I played with the MaskRCNN implementation from torchvision and made myself familiar with it. I am basically following the TorchVision Object Detection Finetuning Tutorial. Using the pretrained COCO model, I can run inference and the results are not so bad. Sometimes a table is a book, but these are anyway not the objects I am interested in
I managed to create train code for my own dataset, using the pretrained COCO model, overcome the memory issues with CUDA (using 2 environments, one 2GB and another with 10GB) with image and batch sizes.
With the dataset (20.000 images / 2 classes / 10.000 images each class) I train a pretrained model using the tools from references/detection
(batch size 8, epochs 10).
But the results are not very satisfying. The network returns some bboxes, masks and class labels, but they have nothing to do with the examples which have been used during training nor with anything from COCO. I assume it has to do with my approach or my understanding on how to finetune Mask-RCNN.

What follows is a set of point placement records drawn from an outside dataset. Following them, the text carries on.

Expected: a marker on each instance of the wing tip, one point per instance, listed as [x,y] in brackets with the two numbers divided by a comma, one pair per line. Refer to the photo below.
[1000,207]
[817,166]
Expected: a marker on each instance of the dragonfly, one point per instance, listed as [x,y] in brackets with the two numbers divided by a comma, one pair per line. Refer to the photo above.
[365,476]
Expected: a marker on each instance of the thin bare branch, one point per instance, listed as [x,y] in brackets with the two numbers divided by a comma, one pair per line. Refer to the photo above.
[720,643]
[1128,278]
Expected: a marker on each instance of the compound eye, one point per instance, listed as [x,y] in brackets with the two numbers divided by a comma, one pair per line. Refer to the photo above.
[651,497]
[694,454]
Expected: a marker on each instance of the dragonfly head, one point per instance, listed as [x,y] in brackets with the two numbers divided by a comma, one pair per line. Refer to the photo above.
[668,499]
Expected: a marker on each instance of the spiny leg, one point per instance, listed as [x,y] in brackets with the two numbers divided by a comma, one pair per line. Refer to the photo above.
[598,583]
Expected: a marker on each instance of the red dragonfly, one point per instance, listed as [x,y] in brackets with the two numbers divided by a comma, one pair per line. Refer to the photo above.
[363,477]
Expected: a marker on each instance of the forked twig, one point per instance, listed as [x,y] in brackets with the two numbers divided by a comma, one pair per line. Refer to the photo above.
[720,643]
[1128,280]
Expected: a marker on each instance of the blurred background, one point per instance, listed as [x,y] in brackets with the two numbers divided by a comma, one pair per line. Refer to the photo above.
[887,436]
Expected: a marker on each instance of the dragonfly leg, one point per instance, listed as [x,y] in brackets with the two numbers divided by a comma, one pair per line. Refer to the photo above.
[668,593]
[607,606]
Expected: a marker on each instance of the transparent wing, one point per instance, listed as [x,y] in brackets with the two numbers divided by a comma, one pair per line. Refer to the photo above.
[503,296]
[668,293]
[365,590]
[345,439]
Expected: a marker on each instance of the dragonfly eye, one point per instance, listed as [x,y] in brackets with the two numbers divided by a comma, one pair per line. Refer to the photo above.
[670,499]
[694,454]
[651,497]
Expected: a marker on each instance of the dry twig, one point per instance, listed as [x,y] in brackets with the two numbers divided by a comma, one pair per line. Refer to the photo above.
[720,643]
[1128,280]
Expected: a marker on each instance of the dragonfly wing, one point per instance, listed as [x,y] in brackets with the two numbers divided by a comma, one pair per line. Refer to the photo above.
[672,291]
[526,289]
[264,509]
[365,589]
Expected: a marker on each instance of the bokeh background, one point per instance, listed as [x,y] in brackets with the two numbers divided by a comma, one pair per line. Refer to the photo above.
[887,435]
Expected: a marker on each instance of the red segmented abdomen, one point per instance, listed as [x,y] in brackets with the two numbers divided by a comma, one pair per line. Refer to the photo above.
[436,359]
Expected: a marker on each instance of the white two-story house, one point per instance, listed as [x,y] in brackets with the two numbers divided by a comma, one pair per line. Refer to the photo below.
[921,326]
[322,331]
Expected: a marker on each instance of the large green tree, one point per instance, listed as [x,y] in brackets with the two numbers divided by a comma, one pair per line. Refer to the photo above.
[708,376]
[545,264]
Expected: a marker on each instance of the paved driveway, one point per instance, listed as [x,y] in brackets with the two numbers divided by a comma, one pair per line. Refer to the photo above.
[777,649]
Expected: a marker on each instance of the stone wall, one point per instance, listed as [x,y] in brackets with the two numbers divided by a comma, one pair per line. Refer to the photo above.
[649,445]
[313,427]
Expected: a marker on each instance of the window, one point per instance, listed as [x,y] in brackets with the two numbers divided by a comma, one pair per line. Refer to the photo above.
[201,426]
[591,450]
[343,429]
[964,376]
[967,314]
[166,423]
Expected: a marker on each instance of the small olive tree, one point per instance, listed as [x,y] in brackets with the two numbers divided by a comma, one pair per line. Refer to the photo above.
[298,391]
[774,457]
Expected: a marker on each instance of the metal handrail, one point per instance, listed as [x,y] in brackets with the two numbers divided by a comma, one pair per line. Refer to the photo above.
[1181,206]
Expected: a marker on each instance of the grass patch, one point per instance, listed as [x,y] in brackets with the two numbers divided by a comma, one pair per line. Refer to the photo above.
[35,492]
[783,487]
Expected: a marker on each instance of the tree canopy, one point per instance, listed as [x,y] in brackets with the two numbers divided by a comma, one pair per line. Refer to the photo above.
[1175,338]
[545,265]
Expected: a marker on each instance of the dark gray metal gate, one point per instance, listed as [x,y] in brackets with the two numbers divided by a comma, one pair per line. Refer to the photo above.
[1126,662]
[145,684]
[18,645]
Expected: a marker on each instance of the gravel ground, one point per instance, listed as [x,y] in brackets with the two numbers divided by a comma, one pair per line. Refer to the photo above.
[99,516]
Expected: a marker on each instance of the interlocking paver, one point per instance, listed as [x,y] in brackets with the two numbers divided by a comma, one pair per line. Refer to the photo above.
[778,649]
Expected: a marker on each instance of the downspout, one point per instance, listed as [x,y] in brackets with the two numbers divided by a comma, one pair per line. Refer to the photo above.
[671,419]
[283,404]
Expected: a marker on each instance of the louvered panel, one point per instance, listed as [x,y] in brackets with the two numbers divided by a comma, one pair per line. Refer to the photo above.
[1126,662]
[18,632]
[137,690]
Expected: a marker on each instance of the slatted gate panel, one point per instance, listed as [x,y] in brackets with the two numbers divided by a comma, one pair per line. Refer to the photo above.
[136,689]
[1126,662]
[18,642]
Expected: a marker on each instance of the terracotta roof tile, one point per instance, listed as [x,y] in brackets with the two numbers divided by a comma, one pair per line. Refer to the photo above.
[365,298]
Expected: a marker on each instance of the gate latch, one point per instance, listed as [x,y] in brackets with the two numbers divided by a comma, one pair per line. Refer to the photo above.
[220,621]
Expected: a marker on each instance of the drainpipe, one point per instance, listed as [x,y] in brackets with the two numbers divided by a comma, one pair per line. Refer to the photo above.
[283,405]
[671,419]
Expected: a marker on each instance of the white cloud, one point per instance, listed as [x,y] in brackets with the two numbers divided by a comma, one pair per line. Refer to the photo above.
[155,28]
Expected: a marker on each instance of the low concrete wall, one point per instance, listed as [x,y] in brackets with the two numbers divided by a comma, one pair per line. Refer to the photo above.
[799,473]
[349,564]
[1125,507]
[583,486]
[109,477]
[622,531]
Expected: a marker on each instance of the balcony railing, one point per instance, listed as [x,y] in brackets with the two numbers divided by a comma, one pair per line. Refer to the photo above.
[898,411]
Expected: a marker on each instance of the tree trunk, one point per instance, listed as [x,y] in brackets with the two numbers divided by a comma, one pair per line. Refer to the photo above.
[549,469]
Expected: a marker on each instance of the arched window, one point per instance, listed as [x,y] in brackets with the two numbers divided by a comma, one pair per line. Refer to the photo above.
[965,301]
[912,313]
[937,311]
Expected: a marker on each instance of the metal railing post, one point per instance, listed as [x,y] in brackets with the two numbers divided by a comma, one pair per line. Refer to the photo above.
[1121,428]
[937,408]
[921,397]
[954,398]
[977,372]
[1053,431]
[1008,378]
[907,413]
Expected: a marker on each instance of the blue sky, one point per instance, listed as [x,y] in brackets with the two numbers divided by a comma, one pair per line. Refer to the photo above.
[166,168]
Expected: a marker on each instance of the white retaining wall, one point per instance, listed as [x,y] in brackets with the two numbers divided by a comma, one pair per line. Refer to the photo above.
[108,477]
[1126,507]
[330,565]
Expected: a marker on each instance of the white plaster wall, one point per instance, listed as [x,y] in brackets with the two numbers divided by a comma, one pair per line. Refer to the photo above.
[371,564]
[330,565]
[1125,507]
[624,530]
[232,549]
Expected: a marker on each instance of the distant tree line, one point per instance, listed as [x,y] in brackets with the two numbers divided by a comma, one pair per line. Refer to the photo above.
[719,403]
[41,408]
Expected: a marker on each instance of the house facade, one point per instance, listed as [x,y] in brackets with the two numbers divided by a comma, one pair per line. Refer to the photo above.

My dataset contains 24x40 grayscale images, each image shows exactly an object/instance, which is of rectangular shape. Therefore I generate bboxes of shape 24x40 and binary masks of the same size. The idea is to find these objects on larger images, lets say 640x512.
I modified the model according to the examples from the tutorials:
def __create_model__(self, num_classes, pretrained=True, **kwargs):
self.num_classes = num_classes
# load an instance segmentation model pre-trained on COCO
self.model = mask_rcnn.maskrcnn_resnet50_fpn(pretrained=pretrained, **kwargs)
# get number of input features for the classifier
in_features = self.model.roi_heads.box_predictor.cls_score.in_features
# replace the pre-trained head with a new one
self.model.roi_heads.box_predictor = FastRCNNPredictor(in_features, num_classes)
# now get the number of input features for the mask classifier
in_features_mask = self.model.roi_heads.mask_predictor.conv5_mask.in_channels
hidden_layer = 256
# and replace the mask predictor with a new one
self.model.roi_heads.mask_predictor = MaskRCNNPredictor(in_features_mask,
hidden_layer,
num_classes)
return self.model
I learned that training and the pretrained model uses mean/std normalization, which I then applied during inference as well. Then I removed mean/std normalization by supplying the proper values to MaskRCNN (mean=0, std=1). Then I started to train a model from scratch, not using a pretrained model. And now I am facing (again) the loss = NaN problem.
- Is the approach ok? All other examples I saw did not create bboxes and masks for the whole for training.
- Did I miss something when I adapt the model to 3 classes (background, positive, negative), as COCO has 81 classes
- Are examples of size 24x40 too small for the network to learn representative features or is the network too deep for the input?
- As the dataset is what it is, might it help when I put each 24x40 image onto a larger randomly generated image to get some background?
- The network is designed for RGB images. What do i need to consider when using grayscale images? Is converting each grayscale image to RGB sufficient?
- As loss seem to explode, might another optimizer than SGD be a better choice?